Every county in Kenya arguably has something that defines it. For Murang’a County, it’s the place known as the cradle of the Agikuyu.
The county has stunning beauty with scenic views of two great mountains, Kenya and Aberdares. One unique thing Murang’a is known for is being home to a majority of billionaire businessmen in the country.
Kangema’s Rwathia location boasts as the home to some affluent men and women. Some of the billionaires who reside in Kangema are the former Equity Bank Chairman Peter Munga, Equity Bank CEO James Mwangi, Investment Banker Jimnah Mbaru, and the former Britam Boss Benson Wairegi.
Others are the late Chris Kirubi and businessman Gerald Gikonyo.

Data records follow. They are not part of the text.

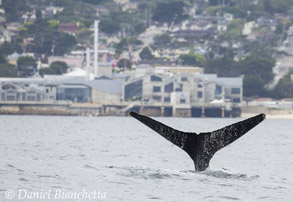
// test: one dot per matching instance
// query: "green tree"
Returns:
(39, 13)
(169, 11)
(65, 42)
(146, 54)
(14, 9)
(26, 66)
(109, 26)
(284, 88)
(224, 66)
(2, 57)
(253, 85)
(162, 40)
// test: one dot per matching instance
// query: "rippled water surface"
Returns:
(129, 162)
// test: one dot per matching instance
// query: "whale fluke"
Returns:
(201, 147)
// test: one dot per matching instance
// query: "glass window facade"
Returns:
(156, 78)
(199, 94)
(156, 89)
(218, 90)
(169, 88)
(133, 90)
(235, 91)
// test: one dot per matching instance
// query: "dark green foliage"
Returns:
(9, 48)
(109, 26)
(26, 66)
(14, 9)
(169, 11)
(8, 70)
(125, 44)
(284, 88)
(38, 13)
(253, 85)
(2, 57)
(146, 54)
(188, 59)
(65, 43)
(224, 66)
(161, 41)
(46, 40)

One beautiful thing about these Kangema billionaires is that they closely worked together, some of them from scratch to prominence.
For instance, businessman Gerald Gikonyo and his friend Gerishon Kirima had a strong relationship from childhood to hawking in Nairobi and later becoming some of the biggest investors in Nairobi.
They, at some point, worked with former Equity Bank Chairman Peter Munga, who allegedly served as a casual laborer in one of their establishments.
Munga later rose to founding Equity Bank, one of the biggest financial Institutions in the country. His strong relationship with the bank’s Chairman, James Mwangi, and Wairegi cannot go unnoticed.
The three own shares worth billions in companies that are cross-listed at the NSE. They also share board directorship in companies such as Equity, Britam, and Housing Finance.
According to Mr. Munga, one thing these friends apply in their endeavors to amass fortune is staying focused.
”Just know what you want in business, stay focused, and everything will neatly fall in place,’’ he said.
He notes that partnerships are great paths to success because partners pool resources together and help each other out by sharing ideas.
He, however, says partnerships would be productive if they are managed transparently, and the partners are people of integrity.
Munga says that honesty and respect are key in partnerships for the business’s success. He adds that when respect is not observed, unending disputes will ensue, leading to business failure.
”No brokers among us. We don’t undercut each other. We don’t sabotage or willingly do something to hurt each other’s business or establishments. It is an unspoken rule that guides how we relate with each other in both business and personal life. That is why you never see us quarreling in public,’’ he added.
He says that the rise of the Kangema millionaires and billionaires was shaped by their forefathers, notably Gikonyo and Kirima, who demonstrated the art of working together and uplifting each other.
These businessmen achieved great things even without education, something that has been an inspiration to many entrepreneurs in Rwathia.
Some of the assets associated with the two are Rwathia Distributors – a beer and spirits distributor –and several buildings in Nairobi CBD, including the one that houses Sabina Joy (a popular nightclub in Nairobi).
”Fortunately for Kangema, we have never been short of people to look up to because they have been people to emulate from the area since the pre-independence days,’’ Munga added.
”If they did it with so many odds stacked against them, I can do it as well,’’ this is the guiding philosophy of any budding entrepreneur from Rwathia.
Studies show that mentorship has a powerful positive impact on young entrepreneurs. This is because mentors provide guidance and reinforce the business skills their mentees have, making them more self-assured in all of their business interactions.